Let me try to quickly break down what is going on here.

We have a schema with many interfaces and wanted to achieve two goals:

  1. It should be possible to efficiently selecting very common interfaces in Cypher without OR-ing together a large number of labels.
  2. The library tends to unnecessarily build large UNIONs, often nested, which results in long query planning times and giants query plans that execute slowly, too.

We have addressed this for our case like this:

  1. We preprocess our schema from a meta-schema. Here we declare, amongst other things, which interfaces should get a neo4j label and which should not. We do this to strike a balance between adding to many labels for neo4j to pack them in the bitfield and between having long selectors for base interfaces.
  2. Some types can also have a composite label where the combination of labels identifies the type.
  3. We add a field mainType to certain (most) types that redundantly stores the type of the node (via a populatedBy). This is done in order to easily be able to determine the type of the node even if base interface labels are present and without having to look at the schema and more importantly without having to add a string literal in the __resolveType property for reasons that are explained below.
  4. We then add a LabelManager to the application (not the library, passing it in the context object) that knows how to build short node selectors (such as "A", "B", "B&C" or "I1&I2") given a type or interface. It does so based on the labels available for each type and looking up or down the hierarchy. This code is not included because it is not in the library and could be implemented differently.
  5. The LabelManager also indicates if the mainType property is known to be present on any specific type.
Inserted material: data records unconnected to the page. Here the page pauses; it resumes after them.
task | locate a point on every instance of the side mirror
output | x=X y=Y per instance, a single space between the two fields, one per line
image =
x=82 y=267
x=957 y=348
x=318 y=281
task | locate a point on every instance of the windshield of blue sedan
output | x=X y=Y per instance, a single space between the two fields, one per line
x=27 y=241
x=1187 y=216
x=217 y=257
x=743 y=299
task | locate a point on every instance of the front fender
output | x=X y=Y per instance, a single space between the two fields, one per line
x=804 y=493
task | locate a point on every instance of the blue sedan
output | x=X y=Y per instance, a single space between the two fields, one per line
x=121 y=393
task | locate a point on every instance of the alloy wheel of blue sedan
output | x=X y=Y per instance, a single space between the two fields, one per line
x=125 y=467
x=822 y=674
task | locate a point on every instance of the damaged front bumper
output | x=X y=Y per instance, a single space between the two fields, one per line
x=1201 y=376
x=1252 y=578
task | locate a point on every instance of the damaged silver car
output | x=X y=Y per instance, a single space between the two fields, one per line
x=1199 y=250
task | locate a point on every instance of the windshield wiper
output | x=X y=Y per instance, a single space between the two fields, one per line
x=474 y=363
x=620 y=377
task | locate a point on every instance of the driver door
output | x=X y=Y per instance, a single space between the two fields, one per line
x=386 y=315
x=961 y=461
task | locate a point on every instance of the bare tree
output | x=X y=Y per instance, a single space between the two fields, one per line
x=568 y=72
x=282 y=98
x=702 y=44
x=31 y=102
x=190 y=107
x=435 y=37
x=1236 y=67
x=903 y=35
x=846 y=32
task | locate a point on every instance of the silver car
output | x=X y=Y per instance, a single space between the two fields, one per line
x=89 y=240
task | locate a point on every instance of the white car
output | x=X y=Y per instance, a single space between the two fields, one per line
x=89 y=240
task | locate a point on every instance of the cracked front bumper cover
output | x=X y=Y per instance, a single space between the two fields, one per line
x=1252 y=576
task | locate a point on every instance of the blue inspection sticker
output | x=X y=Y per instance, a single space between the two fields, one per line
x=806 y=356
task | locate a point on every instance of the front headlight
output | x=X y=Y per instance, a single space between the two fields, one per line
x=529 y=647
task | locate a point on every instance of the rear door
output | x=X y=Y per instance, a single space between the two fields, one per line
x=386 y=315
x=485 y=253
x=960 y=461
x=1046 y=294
These changes are made, amongst other reasons, in order to be able to make each branch of a UNION as similar as possible and possibly identical. If an interface is queried, we can try to instead use a common label or common expression (if no label is available). Likewise we can replace __resolveType with the mainType property. This is usually enough to make the code in different UNION branches identical. If a "... on Foo" notation is used or perhaps in other cases such as authorisation or whatever, the code may differ. We then check all cases that are identical and collapse those cases to a single one and leave the other cases in place, excluding the combined ones using a predicate.

In practice this sometimes brings the original execution time down from 5 seconds to 100ms, especially due to long query planning times. A drawback is that the query generation itself is inefficient, because the query has to be built twice and recursively before being compressed and we only compare the resulting Cypher string which is robust but again not efficient. Since there is no cache in the library this is not optimal.

Nevertheless it is still much better for our cases and a negligible cost.

The patched library is a drop-in replacement because it will not have an effect unless the labelManager is present on and does not expose any new APIs.

Although I don't really have any hope that this MR will be merged, perhaps it can provide some useful ideas for the future that may help to improve the query generation for interfaces to a point where the fork is no longer necessary and can be dropped.

…erfaces

# Conflicts:
#	packages/graphql/src/translate/create-projection-and-params.ts
#	packages/graphql/src/translate/queryAST/ast/operations/ReadOperation.ts
#	packages/graphql/src/translate/queryAST/ast/operations/composite/CompositeReadOperation.ts
#	packages/graphql/src/translate/queryAST/ast/operations/composite/CompositeReadPartial.ts
@changeset-bot
Copy link

changeset-bot bot commented Jan 24, 2024

⚠️ No Changeset found

Latest commit: 5e52353

Merging this PR will not cause a version bump for any packages. If these changes should not result in a new version, you're good to go. If these changes should result in a version bump, you need to add a changeset.

This PR includes no changesets

When changesets are added to this PR, you'll see the packages that this PR includes changesets for and the associated semver types

Click here to learn what changesets are, and how to add one.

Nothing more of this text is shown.